Will Rap Over Hard Rock For Food is the debut solo album by Chuck Mosley, released on August 11, 2009. Produced over several years, the album features guest appearances by members of Korn and Faith No More, alongside a backing band dubbed the Vanduls Ugenst Allliderasy. Will Rap Over Hard Rock for Food was released to mixed reviews from critics.

==Production==
Will Rap Over Hard Rock for Food is the début solo album by Chuck Mosley, formerly of the band Faith No More. Mosley collaborated with several artists on the album, including former bandmate Roddy Bottum, Korn frontman Jonathan Davis and Rob Zombie guitarist John 5. Mosley met Davis while Korn were touring as part of the Ozzfest lineup, and shared what he had completed of the album at that point with him. Mosley's backing band for the album were dubbed the Vanduls Ugenst Allliderasy (VUA), and comprised members of other groups, including Cobra Verde guitarist Tim Parnin, and "a guy named Eric" from Pro-Pain.
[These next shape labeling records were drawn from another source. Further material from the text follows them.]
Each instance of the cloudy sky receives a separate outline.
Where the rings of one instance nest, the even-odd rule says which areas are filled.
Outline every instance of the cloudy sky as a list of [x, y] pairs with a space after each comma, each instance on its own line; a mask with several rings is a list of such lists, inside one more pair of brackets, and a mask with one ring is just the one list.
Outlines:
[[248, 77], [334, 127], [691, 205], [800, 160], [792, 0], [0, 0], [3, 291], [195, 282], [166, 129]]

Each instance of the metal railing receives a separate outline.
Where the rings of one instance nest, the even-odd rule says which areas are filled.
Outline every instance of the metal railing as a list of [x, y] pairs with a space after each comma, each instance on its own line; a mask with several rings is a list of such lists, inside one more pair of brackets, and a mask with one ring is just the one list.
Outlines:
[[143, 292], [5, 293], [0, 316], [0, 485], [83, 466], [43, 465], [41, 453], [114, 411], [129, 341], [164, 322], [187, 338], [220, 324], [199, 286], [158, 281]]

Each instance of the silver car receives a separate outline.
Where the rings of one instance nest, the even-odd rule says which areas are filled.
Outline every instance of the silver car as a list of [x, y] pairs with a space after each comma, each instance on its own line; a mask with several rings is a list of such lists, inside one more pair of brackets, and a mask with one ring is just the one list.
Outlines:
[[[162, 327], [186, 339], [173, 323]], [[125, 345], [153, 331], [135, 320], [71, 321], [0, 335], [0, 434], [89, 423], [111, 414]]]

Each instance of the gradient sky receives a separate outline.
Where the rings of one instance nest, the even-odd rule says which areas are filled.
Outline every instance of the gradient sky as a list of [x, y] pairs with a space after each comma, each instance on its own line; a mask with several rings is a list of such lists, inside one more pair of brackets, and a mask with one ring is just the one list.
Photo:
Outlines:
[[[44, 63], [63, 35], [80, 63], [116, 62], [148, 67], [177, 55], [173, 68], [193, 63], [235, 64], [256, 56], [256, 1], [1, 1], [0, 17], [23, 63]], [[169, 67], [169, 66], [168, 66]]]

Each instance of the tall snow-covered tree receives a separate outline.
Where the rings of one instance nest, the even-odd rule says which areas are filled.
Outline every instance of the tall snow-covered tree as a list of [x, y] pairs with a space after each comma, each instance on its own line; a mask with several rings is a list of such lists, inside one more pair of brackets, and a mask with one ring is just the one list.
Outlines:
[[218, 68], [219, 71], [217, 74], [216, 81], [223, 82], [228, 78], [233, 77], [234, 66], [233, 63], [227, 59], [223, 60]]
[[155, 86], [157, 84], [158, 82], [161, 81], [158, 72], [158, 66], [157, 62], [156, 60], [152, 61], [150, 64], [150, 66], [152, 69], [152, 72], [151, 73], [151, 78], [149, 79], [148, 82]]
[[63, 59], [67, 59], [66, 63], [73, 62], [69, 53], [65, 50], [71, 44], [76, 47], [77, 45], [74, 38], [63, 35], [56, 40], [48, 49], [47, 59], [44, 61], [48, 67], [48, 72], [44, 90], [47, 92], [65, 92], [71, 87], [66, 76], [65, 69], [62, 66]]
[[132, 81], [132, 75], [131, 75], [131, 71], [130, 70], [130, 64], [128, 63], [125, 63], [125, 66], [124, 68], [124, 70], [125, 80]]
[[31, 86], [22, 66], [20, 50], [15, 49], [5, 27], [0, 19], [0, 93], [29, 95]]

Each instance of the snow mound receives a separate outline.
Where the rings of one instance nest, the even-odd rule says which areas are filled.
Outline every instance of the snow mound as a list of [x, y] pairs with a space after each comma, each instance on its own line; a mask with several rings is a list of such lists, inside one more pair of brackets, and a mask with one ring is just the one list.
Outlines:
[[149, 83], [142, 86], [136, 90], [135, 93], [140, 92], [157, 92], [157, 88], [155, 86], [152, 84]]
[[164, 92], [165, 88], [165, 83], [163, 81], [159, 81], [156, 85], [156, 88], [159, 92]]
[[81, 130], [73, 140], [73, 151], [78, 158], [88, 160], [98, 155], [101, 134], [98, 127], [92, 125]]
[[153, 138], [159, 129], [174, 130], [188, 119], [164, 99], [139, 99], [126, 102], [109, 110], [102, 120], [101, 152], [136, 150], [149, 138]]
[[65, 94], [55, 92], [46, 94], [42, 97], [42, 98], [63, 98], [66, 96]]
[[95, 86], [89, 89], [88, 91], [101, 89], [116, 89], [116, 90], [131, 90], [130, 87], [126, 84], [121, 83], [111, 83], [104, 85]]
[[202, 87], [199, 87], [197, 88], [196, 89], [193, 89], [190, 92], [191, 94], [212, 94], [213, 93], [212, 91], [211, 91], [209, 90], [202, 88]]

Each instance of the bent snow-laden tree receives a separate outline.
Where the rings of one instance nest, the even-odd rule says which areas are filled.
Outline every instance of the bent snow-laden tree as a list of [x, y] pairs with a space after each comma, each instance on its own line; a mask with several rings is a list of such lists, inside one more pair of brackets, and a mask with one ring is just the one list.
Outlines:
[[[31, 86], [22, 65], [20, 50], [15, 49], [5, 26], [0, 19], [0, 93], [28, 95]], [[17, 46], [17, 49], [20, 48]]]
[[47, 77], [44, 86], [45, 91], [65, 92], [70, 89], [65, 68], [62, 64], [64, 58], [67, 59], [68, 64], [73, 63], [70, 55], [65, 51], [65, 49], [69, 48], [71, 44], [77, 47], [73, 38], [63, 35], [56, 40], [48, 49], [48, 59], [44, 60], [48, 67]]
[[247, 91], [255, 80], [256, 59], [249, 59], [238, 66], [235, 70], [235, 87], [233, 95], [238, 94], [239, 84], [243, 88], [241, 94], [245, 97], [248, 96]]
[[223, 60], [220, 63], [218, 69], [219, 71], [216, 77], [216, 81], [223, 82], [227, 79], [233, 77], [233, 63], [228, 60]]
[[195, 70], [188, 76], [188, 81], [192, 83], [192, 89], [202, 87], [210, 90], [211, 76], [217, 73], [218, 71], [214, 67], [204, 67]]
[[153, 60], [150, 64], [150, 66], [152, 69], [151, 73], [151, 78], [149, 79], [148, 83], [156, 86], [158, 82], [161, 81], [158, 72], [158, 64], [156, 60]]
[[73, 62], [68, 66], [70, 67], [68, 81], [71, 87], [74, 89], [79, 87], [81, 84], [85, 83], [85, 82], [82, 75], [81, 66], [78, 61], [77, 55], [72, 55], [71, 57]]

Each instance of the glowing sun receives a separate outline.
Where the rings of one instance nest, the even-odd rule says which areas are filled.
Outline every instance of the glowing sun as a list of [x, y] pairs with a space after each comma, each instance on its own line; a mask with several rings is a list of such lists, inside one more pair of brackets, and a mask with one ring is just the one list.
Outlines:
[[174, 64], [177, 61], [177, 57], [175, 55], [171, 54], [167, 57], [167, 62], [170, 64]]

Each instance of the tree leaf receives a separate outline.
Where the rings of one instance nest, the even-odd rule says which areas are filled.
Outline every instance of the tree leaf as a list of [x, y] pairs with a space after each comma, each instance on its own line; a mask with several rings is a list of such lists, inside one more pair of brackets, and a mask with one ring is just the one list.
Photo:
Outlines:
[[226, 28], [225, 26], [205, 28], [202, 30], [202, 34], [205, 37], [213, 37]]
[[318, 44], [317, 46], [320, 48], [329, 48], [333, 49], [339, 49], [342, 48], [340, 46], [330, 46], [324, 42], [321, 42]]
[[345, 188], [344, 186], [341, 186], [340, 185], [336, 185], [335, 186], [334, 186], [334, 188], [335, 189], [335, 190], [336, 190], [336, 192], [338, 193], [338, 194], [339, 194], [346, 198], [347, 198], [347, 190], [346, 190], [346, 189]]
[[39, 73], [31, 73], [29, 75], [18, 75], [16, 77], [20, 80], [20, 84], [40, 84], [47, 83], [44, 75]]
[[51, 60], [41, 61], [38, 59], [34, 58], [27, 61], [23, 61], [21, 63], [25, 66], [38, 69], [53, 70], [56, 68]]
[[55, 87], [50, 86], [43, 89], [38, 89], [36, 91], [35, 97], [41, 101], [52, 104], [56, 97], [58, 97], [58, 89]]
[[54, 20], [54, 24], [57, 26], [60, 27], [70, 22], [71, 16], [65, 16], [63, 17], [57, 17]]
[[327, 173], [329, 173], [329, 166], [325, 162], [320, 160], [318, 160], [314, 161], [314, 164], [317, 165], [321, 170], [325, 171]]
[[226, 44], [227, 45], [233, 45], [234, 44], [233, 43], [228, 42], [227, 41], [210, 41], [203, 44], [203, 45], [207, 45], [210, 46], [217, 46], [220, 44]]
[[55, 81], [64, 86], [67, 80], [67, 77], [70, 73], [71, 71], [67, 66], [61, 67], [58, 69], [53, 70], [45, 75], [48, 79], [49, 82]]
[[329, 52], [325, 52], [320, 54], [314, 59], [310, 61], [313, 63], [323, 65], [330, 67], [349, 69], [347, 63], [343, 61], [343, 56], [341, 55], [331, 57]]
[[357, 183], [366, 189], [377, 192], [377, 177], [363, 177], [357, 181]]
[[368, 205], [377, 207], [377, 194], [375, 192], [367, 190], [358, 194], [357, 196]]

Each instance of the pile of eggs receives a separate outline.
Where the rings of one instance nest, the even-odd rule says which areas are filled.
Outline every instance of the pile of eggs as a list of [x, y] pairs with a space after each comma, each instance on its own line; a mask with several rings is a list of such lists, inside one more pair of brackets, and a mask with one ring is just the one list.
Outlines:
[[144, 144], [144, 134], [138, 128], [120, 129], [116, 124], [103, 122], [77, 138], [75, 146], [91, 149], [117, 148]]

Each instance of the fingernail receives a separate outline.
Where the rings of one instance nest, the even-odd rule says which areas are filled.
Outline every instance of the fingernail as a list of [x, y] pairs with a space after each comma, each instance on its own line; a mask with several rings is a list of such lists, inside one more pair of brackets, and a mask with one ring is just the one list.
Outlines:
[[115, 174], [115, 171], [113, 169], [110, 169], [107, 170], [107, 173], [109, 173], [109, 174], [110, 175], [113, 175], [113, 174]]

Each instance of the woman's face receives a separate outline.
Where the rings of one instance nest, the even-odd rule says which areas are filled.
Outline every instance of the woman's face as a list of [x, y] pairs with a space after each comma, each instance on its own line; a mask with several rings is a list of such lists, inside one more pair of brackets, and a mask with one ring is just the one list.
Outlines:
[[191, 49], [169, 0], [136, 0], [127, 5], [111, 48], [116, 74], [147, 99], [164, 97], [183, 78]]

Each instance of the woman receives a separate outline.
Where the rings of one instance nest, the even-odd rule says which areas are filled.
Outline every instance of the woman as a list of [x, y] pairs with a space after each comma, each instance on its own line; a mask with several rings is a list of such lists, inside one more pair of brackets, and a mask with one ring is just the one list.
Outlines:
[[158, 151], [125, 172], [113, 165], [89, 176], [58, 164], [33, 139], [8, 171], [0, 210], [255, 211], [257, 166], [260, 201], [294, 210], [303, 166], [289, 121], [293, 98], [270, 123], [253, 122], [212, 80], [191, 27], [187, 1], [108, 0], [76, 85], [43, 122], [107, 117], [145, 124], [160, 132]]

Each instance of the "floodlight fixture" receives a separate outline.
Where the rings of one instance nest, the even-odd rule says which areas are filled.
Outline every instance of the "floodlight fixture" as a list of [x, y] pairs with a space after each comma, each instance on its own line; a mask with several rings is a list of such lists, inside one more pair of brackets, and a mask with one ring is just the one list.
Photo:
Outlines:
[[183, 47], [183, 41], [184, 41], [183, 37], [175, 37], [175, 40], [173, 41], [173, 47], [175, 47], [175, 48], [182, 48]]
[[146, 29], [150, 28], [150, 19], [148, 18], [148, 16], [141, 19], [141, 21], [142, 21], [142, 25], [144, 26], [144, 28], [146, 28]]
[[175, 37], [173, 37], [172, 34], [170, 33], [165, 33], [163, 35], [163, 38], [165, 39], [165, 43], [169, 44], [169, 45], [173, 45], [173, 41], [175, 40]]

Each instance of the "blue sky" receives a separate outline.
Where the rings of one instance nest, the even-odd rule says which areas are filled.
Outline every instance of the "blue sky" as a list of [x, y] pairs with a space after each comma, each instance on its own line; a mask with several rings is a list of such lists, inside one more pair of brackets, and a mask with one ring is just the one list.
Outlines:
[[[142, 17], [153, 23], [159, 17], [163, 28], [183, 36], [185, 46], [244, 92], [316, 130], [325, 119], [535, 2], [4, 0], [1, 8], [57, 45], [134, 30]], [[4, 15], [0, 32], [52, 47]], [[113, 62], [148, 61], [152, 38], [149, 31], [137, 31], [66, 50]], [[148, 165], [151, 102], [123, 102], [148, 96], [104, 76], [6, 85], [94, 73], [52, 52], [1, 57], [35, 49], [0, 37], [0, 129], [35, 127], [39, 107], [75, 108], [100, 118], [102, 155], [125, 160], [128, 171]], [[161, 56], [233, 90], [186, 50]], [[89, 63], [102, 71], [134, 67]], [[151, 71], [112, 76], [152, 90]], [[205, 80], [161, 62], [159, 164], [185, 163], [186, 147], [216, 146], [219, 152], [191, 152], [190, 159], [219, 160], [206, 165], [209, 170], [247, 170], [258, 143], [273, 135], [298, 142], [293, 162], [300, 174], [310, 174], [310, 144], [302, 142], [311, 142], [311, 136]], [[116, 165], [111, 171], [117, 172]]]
The album focuses on a mix of rap and rock music, a style which Mosley has been considered to have made popular with the release of Faith No More's We Care a Lot; a reworked version of that album's title track is featured on Will Rap Over Hard Rock for Food. The song "Sophie", a ballad, is named for Mosley's youngest daughter. Mosley began working on the album in 1997, but experienced delays due to ill health and ongoing issues with substance abuse.

== Track listing ==

| No. | Title | Length |
|---|---|---|
| 1. | "Intro" | 0:41 |
| 2. | "The Enabler" (featuring Jonathan Davis and John 5) | 3:05 |
| 3. | "Tractor" | 4:59 |
| 4. | "Punk Rock Movie" | 2:40 |
| 5. | "Nameless" (featuring Leah Lou) | 2:54 |
| 6. | "Pile Driver" (written by Chuck Mosley and Senon Williams) | 4:23 |
| 7. | "Come Around" | 5:53 |
| 8. | "King Arthur's Cousin Ted" | 0:53 |
| 9. | "Sophie" | 3:50 |
| 10. | "We Care a Lot" (featuring Roddy Bottum, written by Bottum, Mosley, Mike Bordin, Billy Gould, and Jim Martin) | 4:21 |
| 11. | "Bob Forest" | 6:32 |
| Total length: |  | 40:05 |

==Personnel==
- Chuck Mosley: vocals, guitars
- Michael Siefert: guitars, bass, programming, keyboards, drums
- Tim Parnin: guitars
- Billy Sullivan: guitars
- Michael Cartellone: drums

==Release and reception==

Will Rap Over Hard Rock for Food was initially available for pre-order between July 28 and August 10, 2009; pre-order copies were signed by Mosley and included a bonus postcard. The album was later released on August 11, 2009, on the Reversed Image Unlimited record label.

Reviewing the album for AllMusic, Phil Freeman awarded it three stars out of five. Freeman felt that Mosley's blending of rap and rock elements "was wildly innovative 15 years ago" but would struggle to find a contemporary audience. Freeman described the album's music as "capable but thoroughly lackluster", but picked out "We Care a Lot" and "The Enabler" as the highlights of the record. Blabbermouth.net's Keith Bergman rated the album 7.5 out of 10, calling it "a weird, diverse, off-kilter, unfashionable stew of influences" that sounds unlike Mosley's previous Faith No More albums. Bergman singled out the retread of "We Care a Lot" as the low point of the album, but felt that overall Mosley's vocal talent had been underrated and worked well across the record.